Overall, Lorne’s meal kit was a great success, even more than expected. That was partly because of the novelty “dining out,” but mostly because I feel that Lorne assiduously selected dishes that lost very little of their nuance in being pre-prepared and shipped down the motorway. “The menu is different from what we have in our restaurant,” Exton later told me. “We have to think about what travels well, what stays fresh, and what is simple to prepare at home. But it needs to still feel like us. We didn't want to create a new different brand for our takeaway. Our head chef Graham Brown has been in charge of the whole process.” 

Not only did the meal kit break up the stultifying routine of lockdown, but I was doing a tiny bit to help an industry inextricably linked to mine. I am sure that anyone reading this Vinous Table craves the joyous day when restaurants spring back to life. The meal kit made me miss the many fine evenings spent at Lorne, and I cannot wait to return. Call me an eternal optimist, but there is light at the end of the tunnel, and I am convinced that there exists unprecedented pent-up demand for dining out of any kind. “The menu kits are not necessarily hugely profitable for us compared to business in the restaurant,” Exton told me, “but it's revenue. And at this point in the COVID journey, any revenue is needed. Staying open and working helps keep our brand out there on people’s radar, which is important as we are still a new-ish restaurant and need to keep growing our reputation. We have a lot of staff on furlough, but for the senior staff involved, it helps keep them engaged and motivated. The emails we get from people telling us how much they’ve enjoyed it have been an amazing morale boost in darker moments too.”  

Meal kits are not the same thing as the restaurant experience.
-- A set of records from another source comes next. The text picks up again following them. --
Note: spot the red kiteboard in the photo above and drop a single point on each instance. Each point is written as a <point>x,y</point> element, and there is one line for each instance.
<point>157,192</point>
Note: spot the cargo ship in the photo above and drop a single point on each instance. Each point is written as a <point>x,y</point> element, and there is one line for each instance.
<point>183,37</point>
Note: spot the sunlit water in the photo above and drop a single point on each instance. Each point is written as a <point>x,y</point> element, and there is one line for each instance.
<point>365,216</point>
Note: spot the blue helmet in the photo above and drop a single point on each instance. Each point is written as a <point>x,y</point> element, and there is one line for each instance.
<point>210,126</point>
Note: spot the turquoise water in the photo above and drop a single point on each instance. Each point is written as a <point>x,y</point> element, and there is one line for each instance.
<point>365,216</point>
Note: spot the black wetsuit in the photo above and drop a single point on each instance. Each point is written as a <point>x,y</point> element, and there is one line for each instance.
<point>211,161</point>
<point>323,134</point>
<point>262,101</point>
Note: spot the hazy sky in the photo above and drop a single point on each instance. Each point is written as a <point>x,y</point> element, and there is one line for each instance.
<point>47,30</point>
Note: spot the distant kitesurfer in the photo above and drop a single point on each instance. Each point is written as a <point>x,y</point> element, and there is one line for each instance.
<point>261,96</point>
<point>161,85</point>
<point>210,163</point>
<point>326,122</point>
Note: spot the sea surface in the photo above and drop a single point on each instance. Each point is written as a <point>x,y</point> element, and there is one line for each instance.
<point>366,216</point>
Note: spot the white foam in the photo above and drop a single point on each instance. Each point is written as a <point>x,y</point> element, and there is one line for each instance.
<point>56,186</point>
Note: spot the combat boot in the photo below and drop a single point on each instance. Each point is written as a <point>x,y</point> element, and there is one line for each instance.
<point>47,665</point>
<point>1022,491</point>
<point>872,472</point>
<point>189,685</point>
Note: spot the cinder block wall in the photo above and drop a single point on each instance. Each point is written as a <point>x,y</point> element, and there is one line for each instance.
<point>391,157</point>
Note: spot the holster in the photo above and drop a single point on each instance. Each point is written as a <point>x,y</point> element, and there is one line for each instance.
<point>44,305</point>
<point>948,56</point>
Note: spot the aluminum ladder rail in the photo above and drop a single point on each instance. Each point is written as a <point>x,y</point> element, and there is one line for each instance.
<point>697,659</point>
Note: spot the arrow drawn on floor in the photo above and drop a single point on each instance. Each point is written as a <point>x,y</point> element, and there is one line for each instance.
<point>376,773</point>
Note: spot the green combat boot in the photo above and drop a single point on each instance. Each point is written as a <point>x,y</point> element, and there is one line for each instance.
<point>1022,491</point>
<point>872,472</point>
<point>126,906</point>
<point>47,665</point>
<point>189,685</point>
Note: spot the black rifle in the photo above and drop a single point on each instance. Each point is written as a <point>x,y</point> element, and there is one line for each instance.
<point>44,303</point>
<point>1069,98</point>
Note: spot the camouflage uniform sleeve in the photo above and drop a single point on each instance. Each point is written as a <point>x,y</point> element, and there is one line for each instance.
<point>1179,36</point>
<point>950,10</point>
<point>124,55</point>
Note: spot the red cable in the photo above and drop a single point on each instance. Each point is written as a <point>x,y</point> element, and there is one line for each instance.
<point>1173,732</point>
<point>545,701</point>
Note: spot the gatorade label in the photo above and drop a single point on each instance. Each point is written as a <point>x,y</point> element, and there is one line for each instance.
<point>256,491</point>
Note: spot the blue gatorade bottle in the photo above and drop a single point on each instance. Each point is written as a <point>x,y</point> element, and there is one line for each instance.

But what they are is a lifeline that could mean your favorite place to eat is still there when you eventually book a table.

Lorne’s meal kits can be ordered at www.lornerestaurant.co.uk and they deliver both in London and the UK (except Northern Ireland.) Subsequent to this article being written, the UK government announced that the indoor dining could resume from 17 May subject to conditions being met. I look forward to Lorne reopening their doors.